Thanks, I’ll check this out and I need to research this setting since I don’t know what it is for or what it does.

How about acceleration settings? I don’t need this thing lightning fast but smooth and steady with out using the “granny” gear!!

More to learn!!

I was just looking at stuff and reading up and I think I can change this stuff via Replicator G. I did use that to fix a lighting issue and change a couple other minor things on the advice of FFCP support.

Does this seem right? I can post a screen shot this evening of what I am seeing.

Thanks for the help guys!

You have to be careful comparing certain M commands that work in marlin that do not work in Sailfish, and vice versa.

So with marlin, you can easily recompile the firmware, and there are a few GUI ways to do this.

Sailfish, which I personally like, some of the slicer software allows you to do change parameters.

Sailfish has accelleration built into its firmware, and messing with the firmware settings messes with some complicated formulas that provide excellent prints from Sailfish.

The simple 1D kinematic equation for distance including jerk is:
s = vi*t + (1/2)*ai*(t^2) + (1/6)*j*(t^3)

where s = distance traveled, vi = initial velocity, ai = initial acceleration, j = jerk (i.e. rate of change of acceleration), and t = time

You can change “jerk” settings with sailfish. The key is that this is often a choice of last resort, because it can be difficult to change back to defaults without reflashing the software.

S3d does not have jerk setttings, and I recommend getting dialed in with S3d, but if you really want to know all there is to do, and expand your control, you can mess with firmware settings. Jerk is explained in the sailfish manual at "4.3.2 Maximum Speed Changes " under firmware settings. In effect, it will do the same thing though-slow down your printing.

Thanks. I guess I better leave it alone. It just seems odd I can’t print this small barrel faster than 1000mm/min.

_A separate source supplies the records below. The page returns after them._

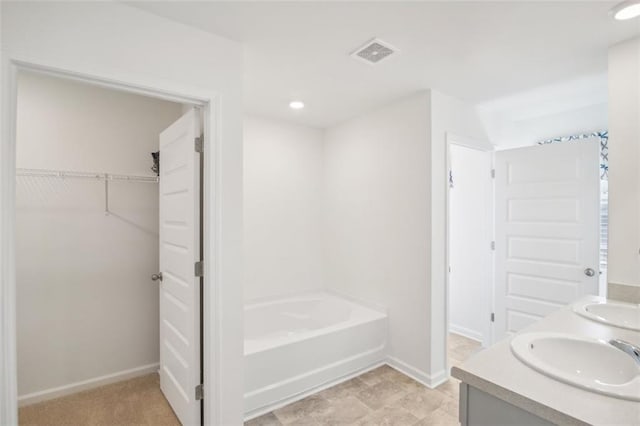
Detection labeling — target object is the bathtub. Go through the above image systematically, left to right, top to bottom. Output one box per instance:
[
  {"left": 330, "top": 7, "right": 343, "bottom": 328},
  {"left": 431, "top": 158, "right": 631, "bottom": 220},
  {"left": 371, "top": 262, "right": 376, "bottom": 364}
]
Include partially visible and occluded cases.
[{"left": 244, "top": 293, "right": 387, "bottom": 419}]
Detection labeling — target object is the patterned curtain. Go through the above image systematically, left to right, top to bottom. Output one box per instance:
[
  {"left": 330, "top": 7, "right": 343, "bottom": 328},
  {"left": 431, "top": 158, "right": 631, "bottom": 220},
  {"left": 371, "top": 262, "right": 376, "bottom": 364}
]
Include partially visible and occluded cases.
[{"left": 538, "top": 130, "right": 609, "bottom": 180}]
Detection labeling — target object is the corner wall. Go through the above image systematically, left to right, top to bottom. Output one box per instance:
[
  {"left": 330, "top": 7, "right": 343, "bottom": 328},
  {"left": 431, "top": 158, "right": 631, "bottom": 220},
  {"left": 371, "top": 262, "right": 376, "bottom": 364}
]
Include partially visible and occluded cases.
[
  {"left": 607, "top": 38, "right": 640, "bottom": 303},
  {"left": 324, "top": 92, "right": 431, "bottom": 383},
  {"left": 244, "top": 117, "right": 324, "bottom": 301}
]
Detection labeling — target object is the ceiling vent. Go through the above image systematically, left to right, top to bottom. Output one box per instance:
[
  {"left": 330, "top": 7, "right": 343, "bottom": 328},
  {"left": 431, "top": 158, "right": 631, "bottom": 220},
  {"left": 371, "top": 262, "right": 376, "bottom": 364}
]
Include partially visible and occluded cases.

The one large enough to hold pens and pencils will take over four hours to print!

I am going to draw one myself to see if it is any better.

It has been a good learning experience.

Jerk (not the actual physics term, which is the second derivative of velocity) has to do with how fast an axis makes a direction change. It should only affect your overall speed unless you make significant changes but small changes could have a big impact on the type of issues you are dealing with. Don’t mess with it if you are not comfortable.
-Jesse

Thanks, I am comfortable with it, plenty of experience with BIOS’s and firmware (computers) but don’t want to go making changes if it is not really a good idea or hard yo undo!!

I think Perry indicated a re-flash my be needed to undo. If it is simply running the flashprint and doing the firmware upgrade again then no problem!

I am going to post a pic from RepG of the acceleration page and see what you guys think and advise!

I see a button for “fine print” and it seem to change only the first two items “max acceleration” settings down to 2000.

I would be ok with going in the direction of “fine print” settings as long as it doesn’t bring the overall speed to a crawl!!
RepG Acc.png

Thanks, I really do appreciate all of the help and advice. I have found that I am able to offer simple advice now to those who are newer at this than I am because guys like you guys take the time to help me understand this whole process better and improve my knowledge and prints.

Looks like “max speed change” is the equivalent of “jerk” on marlin but I would defer to @perry_1 on this because he has more experience with the specific firmware/software you are using.

For the most part, forums like this and endless tinkering got me to where I am. I’ve tried to offer as much info as I could on this thread specifically because of your previous contributions in the forum. Happy to help someone who helps!